National Girl Child Day: Empowering India’s Daughters
In the past decade, India has made phenomenal progress in empowering its girls. Areas such as education and political empowerment have witnessed a positive change. Today, a higher percentage of girls are enrolled in primary and secondary schools than boys. This is a step in the right direction for our country where only 63% of women are literate.
The Government has taken significant interest in empowering women. Initiatives such as National Program for Education of Girls at Elementary Level, Sakshaar Bharat Mission for Female literacy and several others have been the primary drivers of this transformation.
Another example of this is the ‘Mulgi Shikhli Pragati Zhaali’ (Educate a girl, and the family prospers) movement in Maharashtra. The effort behind this initiative was to increase literacy among girl children.
However, since India’s agriculture sector is still labour intensive, farmer-parents have to choose between education and help on the farm. And who better than their own kids to take up this task?
But we can hope to see changes given the advent of modern agriculture.
To briefly take you through it – Irrigation systems, hybrid and GMO seed variations as well as other modern farming techniques have turned our country from a net importer into a net exporter of crops such as cotton.
If you’re wondering how this is relevant, here’s the answer. These technologies along with farm mechanization, precision farming and other advances in agriculture have led to decreasing the number of people required on the farm and still increasing yield. Given such advances, our farmers will no longer have to have their children help on tea, cotton plantations to make ends meet.

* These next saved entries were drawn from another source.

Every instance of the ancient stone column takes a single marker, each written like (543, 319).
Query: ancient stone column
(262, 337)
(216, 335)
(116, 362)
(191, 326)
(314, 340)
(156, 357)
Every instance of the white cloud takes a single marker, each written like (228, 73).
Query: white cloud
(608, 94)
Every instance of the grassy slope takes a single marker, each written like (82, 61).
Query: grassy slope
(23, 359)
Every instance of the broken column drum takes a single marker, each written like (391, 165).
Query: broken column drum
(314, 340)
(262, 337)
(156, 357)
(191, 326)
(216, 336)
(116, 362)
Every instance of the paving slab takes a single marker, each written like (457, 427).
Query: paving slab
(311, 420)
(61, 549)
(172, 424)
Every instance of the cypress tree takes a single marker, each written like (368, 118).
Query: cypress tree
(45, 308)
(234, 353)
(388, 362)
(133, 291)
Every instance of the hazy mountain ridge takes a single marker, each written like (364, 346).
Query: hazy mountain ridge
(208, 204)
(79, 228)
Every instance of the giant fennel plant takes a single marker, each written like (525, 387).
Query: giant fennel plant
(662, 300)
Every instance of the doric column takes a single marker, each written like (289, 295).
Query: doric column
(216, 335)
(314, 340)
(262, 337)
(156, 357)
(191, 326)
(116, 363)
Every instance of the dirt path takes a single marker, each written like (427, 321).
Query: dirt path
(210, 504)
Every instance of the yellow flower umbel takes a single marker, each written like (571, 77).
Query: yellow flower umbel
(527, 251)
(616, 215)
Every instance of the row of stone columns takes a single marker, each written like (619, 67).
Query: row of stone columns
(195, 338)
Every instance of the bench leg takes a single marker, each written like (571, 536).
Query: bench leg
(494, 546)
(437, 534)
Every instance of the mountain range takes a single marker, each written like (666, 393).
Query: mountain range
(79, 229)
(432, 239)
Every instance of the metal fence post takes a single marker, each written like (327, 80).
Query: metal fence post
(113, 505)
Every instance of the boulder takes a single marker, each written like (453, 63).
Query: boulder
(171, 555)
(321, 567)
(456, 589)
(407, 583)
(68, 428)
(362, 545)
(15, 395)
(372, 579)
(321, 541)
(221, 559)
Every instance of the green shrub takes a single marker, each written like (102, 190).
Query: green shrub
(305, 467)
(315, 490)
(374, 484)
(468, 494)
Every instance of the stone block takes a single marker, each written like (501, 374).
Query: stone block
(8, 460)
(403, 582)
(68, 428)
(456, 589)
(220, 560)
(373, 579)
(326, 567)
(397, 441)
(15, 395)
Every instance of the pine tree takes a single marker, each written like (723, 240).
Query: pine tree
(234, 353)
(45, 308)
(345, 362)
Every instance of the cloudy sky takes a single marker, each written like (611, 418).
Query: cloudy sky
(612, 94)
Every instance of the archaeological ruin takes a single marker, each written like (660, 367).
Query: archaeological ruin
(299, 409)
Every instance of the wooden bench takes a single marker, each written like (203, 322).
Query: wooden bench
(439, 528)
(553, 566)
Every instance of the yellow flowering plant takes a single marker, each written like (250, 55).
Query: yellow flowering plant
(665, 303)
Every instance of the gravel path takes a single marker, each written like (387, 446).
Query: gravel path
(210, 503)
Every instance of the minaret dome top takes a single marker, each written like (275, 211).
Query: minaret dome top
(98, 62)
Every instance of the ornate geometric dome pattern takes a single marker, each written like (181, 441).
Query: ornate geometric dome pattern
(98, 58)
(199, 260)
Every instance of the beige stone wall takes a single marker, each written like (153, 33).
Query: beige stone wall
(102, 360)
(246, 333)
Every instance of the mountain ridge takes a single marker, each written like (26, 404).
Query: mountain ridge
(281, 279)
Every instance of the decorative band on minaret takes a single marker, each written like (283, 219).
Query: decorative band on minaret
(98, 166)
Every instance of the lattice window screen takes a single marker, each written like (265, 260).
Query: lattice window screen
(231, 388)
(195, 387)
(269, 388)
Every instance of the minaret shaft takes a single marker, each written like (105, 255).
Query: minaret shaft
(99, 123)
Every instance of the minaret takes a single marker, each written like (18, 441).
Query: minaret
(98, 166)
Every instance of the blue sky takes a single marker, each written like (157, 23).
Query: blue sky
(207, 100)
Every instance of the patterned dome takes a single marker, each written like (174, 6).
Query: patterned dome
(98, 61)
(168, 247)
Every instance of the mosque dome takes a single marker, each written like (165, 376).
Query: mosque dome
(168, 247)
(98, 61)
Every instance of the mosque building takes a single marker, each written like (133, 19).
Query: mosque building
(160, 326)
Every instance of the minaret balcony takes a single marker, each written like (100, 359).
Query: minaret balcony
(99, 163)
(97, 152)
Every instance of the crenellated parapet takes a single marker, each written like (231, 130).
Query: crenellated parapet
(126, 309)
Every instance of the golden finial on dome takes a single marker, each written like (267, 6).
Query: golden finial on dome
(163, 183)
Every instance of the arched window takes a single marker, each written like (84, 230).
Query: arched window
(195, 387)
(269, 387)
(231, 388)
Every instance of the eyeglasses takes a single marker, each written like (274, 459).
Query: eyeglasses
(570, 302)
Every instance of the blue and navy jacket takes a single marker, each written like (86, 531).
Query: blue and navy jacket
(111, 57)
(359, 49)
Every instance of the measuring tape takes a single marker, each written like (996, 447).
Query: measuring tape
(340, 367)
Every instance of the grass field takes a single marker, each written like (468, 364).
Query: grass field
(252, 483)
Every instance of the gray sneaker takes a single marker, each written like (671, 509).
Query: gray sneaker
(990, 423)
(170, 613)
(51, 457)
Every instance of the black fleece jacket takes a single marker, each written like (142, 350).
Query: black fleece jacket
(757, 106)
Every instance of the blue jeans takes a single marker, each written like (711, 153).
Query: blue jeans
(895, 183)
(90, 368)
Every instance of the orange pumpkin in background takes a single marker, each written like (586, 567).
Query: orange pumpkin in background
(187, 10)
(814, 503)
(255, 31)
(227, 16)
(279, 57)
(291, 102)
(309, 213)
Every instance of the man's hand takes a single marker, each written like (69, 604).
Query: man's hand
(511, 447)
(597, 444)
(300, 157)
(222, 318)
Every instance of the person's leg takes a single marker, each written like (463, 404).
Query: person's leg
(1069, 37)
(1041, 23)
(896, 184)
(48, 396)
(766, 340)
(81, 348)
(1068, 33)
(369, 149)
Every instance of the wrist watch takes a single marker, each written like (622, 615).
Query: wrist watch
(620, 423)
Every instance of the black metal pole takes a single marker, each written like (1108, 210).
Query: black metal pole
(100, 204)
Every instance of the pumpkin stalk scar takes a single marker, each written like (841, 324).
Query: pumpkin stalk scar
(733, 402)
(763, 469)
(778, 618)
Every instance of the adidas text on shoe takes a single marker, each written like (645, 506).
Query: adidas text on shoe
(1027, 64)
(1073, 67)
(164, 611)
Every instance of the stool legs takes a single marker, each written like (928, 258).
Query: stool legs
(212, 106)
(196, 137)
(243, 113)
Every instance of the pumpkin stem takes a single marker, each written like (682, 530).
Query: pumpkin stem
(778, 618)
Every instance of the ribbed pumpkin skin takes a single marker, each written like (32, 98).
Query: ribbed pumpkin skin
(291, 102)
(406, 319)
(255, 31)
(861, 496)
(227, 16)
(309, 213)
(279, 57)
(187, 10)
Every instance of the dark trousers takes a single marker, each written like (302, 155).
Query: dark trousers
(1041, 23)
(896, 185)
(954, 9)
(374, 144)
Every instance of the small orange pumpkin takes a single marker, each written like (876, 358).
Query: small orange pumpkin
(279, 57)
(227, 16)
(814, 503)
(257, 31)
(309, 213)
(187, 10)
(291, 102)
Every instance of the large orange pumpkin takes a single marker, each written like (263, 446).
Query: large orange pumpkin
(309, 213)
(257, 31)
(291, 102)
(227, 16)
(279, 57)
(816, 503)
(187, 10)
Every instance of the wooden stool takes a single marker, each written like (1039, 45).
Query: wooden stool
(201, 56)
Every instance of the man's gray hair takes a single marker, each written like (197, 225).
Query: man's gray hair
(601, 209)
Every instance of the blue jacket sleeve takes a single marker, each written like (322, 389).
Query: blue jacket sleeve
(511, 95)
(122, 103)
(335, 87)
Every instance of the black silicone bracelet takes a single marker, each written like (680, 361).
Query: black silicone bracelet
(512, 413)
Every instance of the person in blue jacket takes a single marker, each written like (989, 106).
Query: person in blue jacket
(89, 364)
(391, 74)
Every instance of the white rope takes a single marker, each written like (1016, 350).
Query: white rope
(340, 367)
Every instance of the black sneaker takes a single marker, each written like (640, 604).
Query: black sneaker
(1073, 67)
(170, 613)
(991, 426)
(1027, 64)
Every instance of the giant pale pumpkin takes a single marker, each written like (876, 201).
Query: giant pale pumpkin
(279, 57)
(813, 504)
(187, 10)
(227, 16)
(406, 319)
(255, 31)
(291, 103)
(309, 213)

Also, this development will eventually lead to girls going back to school. Parents will no longer have to withdraw their children from the education system.
Now the onus of furthering this improvement lies on us, the people of our country. At Monsanto, we play our part in nurturing India’s young daughters.
Monsanto and AFPRO
To empower the women in rural areas, Monsanto has undertaken initiatives in the space of education, health and hygiene. Together with Action for Food Production (AFPRO), we initiated a sanitary napkin making unit to promote the importance of hygiene for adolescent girls. This unit is operated by women self-help groups.
Monsanto and Deshkal
In line with our focus on children’s education, this project aimed at enhancing school effectiveness and quality of teaching practices to improve the learning levels of children. The project was successfully able to improve school–community engagement and increase parents’ involvement in their children’s education.
Monsanto and CARE
Monsanto in partnership with NGO Centre for Applied Research & Extension (CARE) has also initiated a residential bridge school for dropouts in Karnataka where it is currently supporting 15 girls –earlier working as child labourers to mainstream them back into formal schools.
While there has been marked improvement in this area, there is still considerable room left for more. Empowering our girls is vital, not just for families, but the nation as a whole. We must spearhead the positive shift in equality and education for every single girl child throughout the country. Wherever you can, in your own little ways, encourage a girl to keep up the momentum at school. After all, health, safety and education are her birth rights too!